One, what is Coredump
We often hear that the program core dropped, need to locate the solution, the majority of this refers to the corresponding program due to a variety of anomalies or bugs caused in the operation of abnormal exit or stop, and under certain conditions (why the need to meet certain conditions here). The following analysis will produce a file called core.
Under normal circumstances, the core file will contain the program runtime memory, register state, stack pointer, memory management information and a variety of function call stack information, etc., we can understand that the program is the current state store to generate the first file, many of the program error will produce a core file, Through the tool analysis of this file, we can locate the program exception exit when the corresponding stack call and other information, find out where the problem and solve in a timely manner.
two, storage location of coredump files
Core file default storage location and corresponding executable program in the same directory, the filename is core, you can see the following command of the location of the core file:
Cat/proc/sys/kernel/core_pattern
The default value is core
Note: this refers to the creation of the current working directory of the process. Usually in the same path as the program. However, if the ChDir function is called in the program, it is possible to change the current working directory.
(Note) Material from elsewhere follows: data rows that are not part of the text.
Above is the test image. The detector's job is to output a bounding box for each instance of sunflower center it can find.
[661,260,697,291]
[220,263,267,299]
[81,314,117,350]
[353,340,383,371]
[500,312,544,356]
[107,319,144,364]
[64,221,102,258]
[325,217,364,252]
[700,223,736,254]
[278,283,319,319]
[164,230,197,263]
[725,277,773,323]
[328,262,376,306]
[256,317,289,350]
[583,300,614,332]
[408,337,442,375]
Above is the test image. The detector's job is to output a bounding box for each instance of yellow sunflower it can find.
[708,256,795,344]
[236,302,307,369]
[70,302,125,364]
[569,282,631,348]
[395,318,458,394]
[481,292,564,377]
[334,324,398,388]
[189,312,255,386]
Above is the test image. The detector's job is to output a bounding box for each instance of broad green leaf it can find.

The core file is then created under the chdir specified path. A lot of programs crashed, but we couldn't find where the core files were. is related to the ChDir function. Of course the program crashes do not necessarily produce core files.
The following code: the generated core file is stored in the/DATA/COREDUMP/WD, not the same directory as the executable file.
You can change the storage location of the Coredump file by using the following command, if you want to build the core file into the/data/coredump/core directory:
echo "/data/coredump/core" >/proc/sys/kernel/core_pattern
Note that the current user must have write permission to the/proc/sys/kernel/core_pattern.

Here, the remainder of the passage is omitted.